# Calculating center of mass when using periodic boundary conditions.¶

When you are running calculation with periodic boundary condition you may end up with situation like in the figure below: Figure 6 A connected cell in the lattice edge area – periodic boundary conditions are applied

Clearly, what happens is that simply connected cell is wrapped around the lattice edge so part of it is in the region of high values of x coordinate and the other is in the region where x coordinates have low values. Consequently, a naïve calculation of center of mass position according to:

\begin{eqnarray} x_{COM} = \frac{\sum_i x_i}{V} \end{eqnarray}

or in vector form:

\begin{eqnarray} \vec{r}_{COM} = \frac{\sum_i \vec{r}_i}{V} \end{eqnarray}

would result in being somewhere in the middle of the lattice and obviously outside the cell. A better procedure could be as follows:

Before calculating center of mass when new pixel is added or lost we “shift” a cell and new pixel (gained or lost )to the middle of the lattice do calculations “in the middle of the lattice” and shift back. Now if after shifting back it turns out that center of mass of a cell lies outside lattice position it in the center of mass by applygin a shift equal to the length of the lattice and whose direction should be such that the center of mass of the cell ends up inside the lattice (there is only one such shift and it might be be equal to zero vector).

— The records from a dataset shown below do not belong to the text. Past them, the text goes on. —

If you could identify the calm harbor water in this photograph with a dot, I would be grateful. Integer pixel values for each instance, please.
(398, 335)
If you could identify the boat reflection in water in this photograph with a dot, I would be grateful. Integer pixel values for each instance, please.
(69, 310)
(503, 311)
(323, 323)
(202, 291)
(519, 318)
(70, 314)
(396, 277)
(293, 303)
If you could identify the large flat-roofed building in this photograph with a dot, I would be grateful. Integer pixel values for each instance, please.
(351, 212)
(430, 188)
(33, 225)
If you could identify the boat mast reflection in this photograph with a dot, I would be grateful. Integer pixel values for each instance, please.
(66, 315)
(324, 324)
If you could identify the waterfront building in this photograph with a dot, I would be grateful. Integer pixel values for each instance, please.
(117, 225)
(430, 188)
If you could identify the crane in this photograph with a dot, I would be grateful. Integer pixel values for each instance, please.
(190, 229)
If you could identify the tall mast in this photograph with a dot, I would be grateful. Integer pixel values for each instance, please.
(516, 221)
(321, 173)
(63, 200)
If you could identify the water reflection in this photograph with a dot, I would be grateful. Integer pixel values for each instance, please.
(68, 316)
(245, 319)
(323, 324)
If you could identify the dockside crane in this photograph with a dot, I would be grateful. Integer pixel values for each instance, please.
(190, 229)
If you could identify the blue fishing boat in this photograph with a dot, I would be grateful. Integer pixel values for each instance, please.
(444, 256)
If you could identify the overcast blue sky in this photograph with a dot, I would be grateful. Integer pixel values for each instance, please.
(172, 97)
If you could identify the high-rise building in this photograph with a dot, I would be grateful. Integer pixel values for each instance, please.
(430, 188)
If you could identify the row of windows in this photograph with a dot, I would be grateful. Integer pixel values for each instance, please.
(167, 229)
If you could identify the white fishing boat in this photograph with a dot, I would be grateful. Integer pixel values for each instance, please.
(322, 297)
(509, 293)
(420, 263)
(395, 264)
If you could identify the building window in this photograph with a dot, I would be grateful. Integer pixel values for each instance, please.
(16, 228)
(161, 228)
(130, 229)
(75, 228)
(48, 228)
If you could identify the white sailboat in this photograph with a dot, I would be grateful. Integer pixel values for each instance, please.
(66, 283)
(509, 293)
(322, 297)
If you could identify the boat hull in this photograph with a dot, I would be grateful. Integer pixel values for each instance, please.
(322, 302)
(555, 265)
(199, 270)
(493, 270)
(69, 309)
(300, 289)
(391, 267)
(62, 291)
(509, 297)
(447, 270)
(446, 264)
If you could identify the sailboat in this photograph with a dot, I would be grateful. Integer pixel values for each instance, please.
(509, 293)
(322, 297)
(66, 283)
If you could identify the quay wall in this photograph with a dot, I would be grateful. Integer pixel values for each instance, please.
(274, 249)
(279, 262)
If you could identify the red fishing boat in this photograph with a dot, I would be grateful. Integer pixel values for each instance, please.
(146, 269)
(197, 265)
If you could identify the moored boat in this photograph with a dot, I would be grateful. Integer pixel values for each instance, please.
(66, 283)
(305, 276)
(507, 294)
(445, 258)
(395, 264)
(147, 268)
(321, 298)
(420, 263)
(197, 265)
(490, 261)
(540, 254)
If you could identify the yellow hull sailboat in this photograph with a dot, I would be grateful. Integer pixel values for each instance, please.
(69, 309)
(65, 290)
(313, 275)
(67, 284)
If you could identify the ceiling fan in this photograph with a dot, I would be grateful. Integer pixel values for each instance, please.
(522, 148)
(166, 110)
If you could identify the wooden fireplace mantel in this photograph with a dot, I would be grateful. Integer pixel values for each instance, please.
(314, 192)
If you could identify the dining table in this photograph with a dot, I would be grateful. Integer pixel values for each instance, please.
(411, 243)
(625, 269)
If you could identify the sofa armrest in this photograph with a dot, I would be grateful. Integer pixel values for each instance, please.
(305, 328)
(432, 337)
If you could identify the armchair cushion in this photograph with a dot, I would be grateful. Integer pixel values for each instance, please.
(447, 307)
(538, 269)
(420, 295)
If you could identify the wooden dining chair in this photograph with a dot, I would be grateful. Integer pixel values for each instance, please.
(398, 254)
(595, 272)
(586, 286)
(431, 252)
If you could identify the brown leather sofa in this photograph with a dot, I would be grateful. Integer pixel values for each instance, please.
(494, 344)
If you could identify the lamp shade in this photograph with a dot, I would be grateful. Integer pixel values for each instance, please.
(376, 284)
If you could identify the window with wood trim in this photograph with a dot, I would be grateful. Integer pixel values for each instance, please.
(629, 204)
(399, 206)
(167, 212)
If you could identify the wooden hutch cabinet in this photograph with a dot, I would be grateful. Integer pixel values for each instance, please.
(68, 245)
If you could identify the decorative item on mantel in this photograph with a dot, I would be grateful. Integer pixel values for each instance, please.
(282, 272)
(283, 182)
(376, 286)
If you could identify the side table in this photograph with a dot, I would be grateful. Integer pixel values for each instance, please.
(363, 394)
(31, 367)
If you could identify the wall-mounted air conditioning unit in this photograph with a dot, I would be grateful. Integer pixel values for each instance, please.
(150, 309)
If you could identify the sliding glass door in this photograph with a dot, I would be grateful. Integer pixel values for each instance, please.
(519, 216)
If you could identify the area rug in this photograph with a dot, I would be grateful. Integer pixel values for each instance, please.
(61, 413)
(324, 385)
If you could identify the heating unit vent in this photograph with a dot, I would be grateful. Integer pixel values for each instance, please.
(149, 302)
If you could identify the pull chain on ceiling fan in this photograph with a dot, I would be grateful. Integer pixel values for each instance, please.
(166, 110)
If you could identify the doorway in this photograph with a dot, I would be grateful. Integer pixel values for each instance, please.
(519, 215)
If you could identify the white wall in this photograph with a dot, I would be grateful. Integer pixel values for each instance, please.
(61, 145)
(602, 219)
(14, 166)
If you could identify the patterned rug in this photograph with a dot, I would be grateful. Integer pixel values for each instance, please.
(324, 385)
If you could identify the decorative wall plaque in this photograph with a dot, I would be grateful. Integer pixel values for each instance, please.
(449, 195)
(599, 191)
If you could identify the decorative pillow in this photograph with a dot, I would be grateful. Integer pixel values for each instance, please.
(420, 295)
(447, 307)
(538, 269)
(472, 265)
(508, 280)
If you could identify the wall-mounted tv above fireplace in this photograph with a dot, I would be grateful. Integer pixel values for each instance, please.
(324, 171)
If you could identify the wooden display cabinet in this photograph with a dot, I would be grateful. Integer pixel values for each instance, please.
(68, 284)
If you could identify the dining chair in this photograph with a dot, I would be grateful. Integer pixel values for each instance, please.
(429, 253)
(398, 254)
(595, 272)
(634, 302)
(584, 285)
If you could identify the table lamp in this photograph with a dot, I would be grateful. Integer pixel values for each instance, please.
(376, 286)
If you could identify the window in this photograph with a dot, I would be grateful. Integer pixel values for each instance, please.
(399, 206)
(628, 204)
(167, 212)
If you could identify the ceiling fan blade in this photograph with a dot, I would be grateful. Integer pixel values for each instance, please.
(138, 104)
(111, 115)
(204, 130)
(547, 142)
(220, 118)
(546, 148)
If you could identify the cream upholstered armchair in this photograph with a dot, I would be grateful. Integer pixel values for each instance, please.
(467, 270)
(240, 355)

This is how we do it using mathematical formulas:

\begin{eqnarray} \vec{s} = \vec{r}_{COM} - \vec{c} \end{eqnarray}

First we define shift vector $$\vec{s}$$ as a vector difference between vector pointing to center of mass of the cell $$\vec{r}_{COM}$$ and vector pointing to (approximately) the middle of the lattice $$\vec{c}$$.

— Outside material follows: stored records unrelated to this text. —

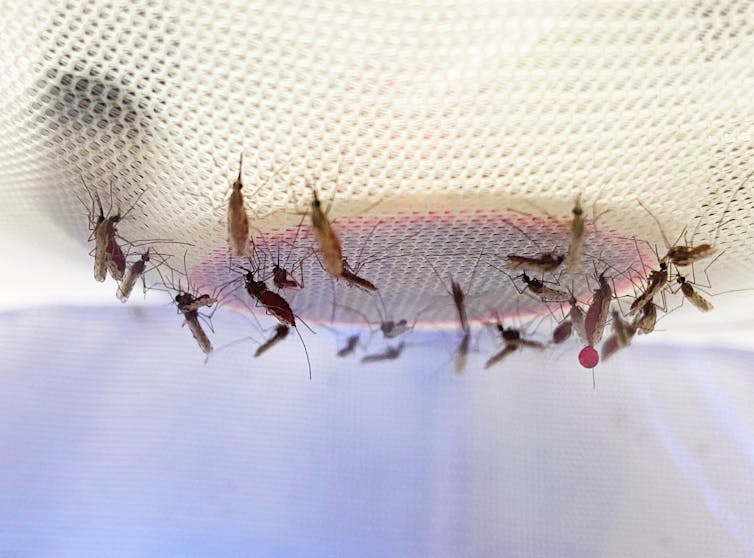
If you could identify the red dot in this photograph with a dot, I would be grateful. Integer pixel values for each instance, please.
(589, 357)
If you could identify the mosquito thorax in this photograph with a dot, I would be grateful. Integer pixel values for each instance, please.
(510, 334)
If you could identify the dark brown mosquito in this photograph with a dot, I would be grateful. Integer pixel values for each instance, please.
(133, 274)
(350, 346)
(657, 279)
(275, 305)
(645, 322)
(390, 353)
(512, 341)
(543, 292)
(683, 255)
(281, 332)
(108, 255)
(188, 305)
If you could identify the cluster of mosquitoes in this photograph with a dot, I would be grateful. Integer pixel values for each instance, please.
(605, 318)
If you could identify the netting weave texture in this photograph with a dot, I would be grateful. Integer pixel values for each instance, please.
(449, 114)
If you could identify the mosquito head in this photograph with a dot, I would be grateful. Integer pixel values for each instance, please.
(577, 210)
(510, 334)
(315, 201)
(589, 357)
(238, 184)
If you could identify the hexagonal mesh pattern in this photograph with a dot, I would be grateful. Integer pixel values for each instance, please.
(449, 114)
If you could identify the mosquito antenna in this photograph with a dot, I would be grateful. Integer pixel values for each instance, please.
(133, 205)
(656, 220)
(306, 352)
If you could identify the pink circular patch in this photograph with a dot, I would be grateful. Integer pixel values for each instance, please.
(589, 357)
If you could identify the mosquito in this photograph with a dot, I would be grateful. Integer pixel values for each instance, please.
(275, 305)
(350, 273)
(645, 322)
(391, 353)
(621, 337)
(574, 321)
(350, 346)
(108, 255)
(133, 274)
(685, 255)
(579, 234)
(692, 296)
(238, 219)
(657, 279)
(545, 293)
(596, 314)
(562, 332)
(188, 305)
(543, 262)
(281, 277)
(512, 341)
(352, 279)
(578, 238)
(459, 301)
(329, 243)
(281, 332)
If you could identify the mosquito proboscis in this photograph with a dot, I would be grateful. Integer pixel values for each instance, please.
(281, 332)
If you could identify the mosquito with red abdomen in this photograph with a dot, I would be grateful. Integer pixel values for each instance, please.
(274, 304)
(645, 322)
(108, 255)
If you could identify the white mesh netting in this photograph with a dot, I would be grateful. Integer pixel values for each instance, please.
(451, 114)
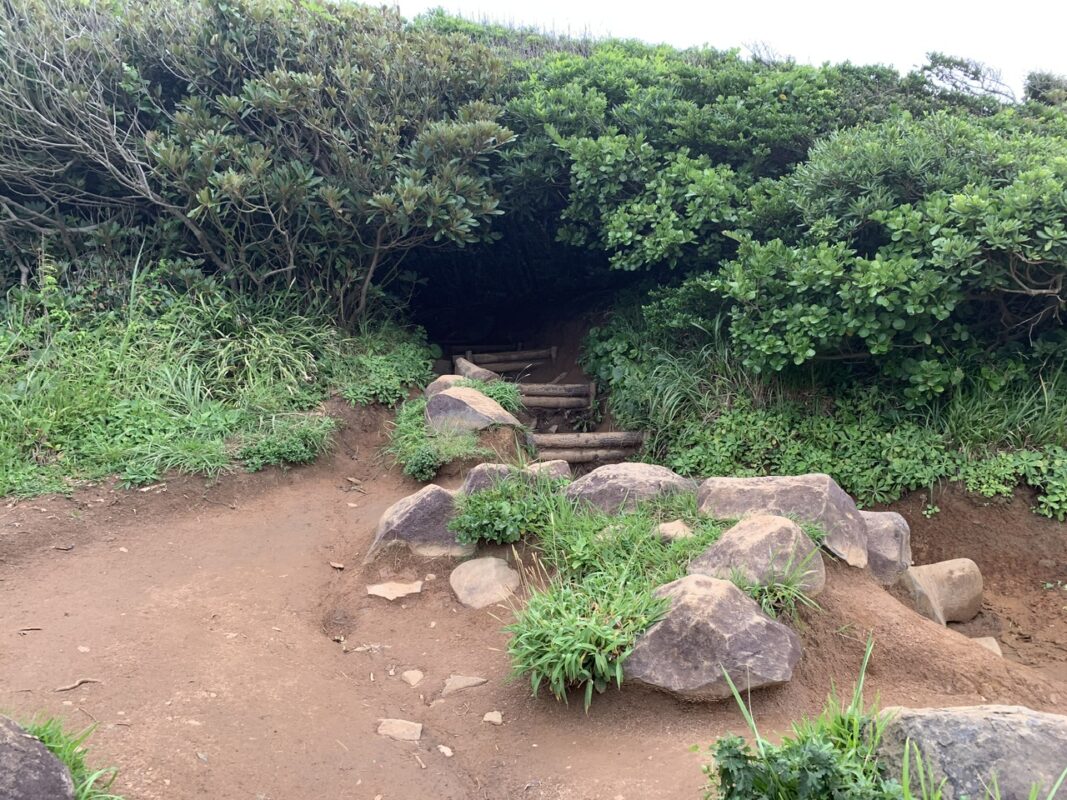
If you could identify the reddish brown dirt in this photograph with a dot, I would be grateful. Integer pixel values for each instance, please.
(207, 616)
(1023, 562)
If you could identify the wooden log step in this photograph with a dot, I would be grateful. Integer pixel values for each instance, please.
(510, 366)
(541, 401)
(556, 389)
(585, 456)
(608, 438)
(513, 355)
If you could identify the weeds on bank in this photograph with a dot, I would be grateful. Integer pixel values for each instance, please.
(89, 784)
(594, 596)
(194, 380)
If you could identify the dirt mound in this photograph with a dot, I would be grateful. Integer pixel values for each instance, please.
(1023, 562)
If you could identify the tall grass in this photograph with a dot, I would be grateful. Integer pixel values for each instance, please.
(195, 381)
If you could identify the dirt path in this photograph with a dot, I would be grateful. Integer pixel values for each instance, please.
(208, 621)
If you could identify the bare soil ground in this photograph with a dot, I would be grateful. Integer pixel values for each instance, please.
(207, 614)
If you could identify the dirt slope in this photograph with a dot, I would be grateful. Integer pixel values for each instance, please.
(208, 620)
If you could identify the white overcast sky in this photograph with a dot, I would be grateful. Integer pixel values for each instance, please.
(1015, 37)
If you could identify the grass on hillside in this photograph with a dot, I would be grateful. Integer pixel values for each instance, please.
(707, 415)
(594, 577)
(69, 748)
(195, 381)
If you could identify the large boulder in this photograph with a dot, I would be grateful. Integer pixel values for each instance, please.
(420, 523)
(28, 770)
(462, 409)
(968, 746)
(889, 545)
(483, 581)
(616, 488)
(764, 549)
(474, 372)
(946, 591)
(442, 383)
(812, 498)
(710, 627)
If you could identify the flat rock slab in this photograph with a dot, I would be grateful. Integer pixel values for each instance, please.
(764, 549)
(812, 498)
(889, 545)
(419, 522)
(483, 581)
(459, 683)
(442, 383)
(461, 409)
(395, 590)
(28, 770)
(616, 488)
(710, 627)
(400, 730)
(967, 746)
(946, 591)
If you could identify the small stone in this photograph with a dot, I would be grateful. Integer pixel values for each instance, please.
(412, 677)
(989, 642)
(459, 683)
(393, 589)
(673, 530)
(400, 730)
(482, 581)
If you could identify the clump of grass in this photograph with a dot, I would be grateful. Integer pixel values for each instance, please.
(419, 450)
(190, 379)
(513, 507)
(89, 784)
(503, 392)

Next we shift cell to the middle of the lattice using :

\begin{eqnarray} \vec{r'}_{COM} = \vec{r}_{COM} - \vec{s} \end{eqnarray}

where $$\vec{r'}_{COM}$$ denotes center of mass position of a cell after shifting but before adding or subtracting a pixel.

Next we take into account the new pixel (either gained or lost) and calculate center of mass position (for the shifted cell):

\begin{eqnarray} \vec{r'}_{COM}^{new} = \frac{\vec{r'}_{COM}V + \vec{r}_i}{V+1} \end{eqnarray}

Above we have assumed that we are adding one pixel.

Now all that we need to do is to shift back $$\vec{r'}_{COM}^{new}$$ by same vector $$\vec{s}$$ that brought cell to (approximately) center of the lattice:

\begin{eqnarray} \vec{r}_{COM}^{new} = \vec{r'}_{COM}^{new} + \vec{s} \end{eqnarray}

We are almost done. We still have to check if $$\vec{r'}_{COM}^{new}$$ is inside the lattice. If this is not the case we need to shift it back to the lattice but now we are allowed to use only a vector $$\vec{P}$$ whose components are multiples of lattice dimensions (and we can safely restrict to +1 and -1 multiples of the lattice dimensions) . For example we may have:

\begin{eqnarray} \vec{P} = (x_{max}, -y_{max}, 0) \end{eqnarray}

where $$\vec{x}_{max}$$, $$\vec{y}_{max}$$, $$\vec{z}_{max}$$ are dimensions of the lattice.

There is no cheating here. In the lattice with periodic boundary conditions you are allowed to shift point coordinates a vector whose components are multiples of lattice dimensions.

All we need to do is to examine new center of mass position and form suitable vector $$\vec{P}$$.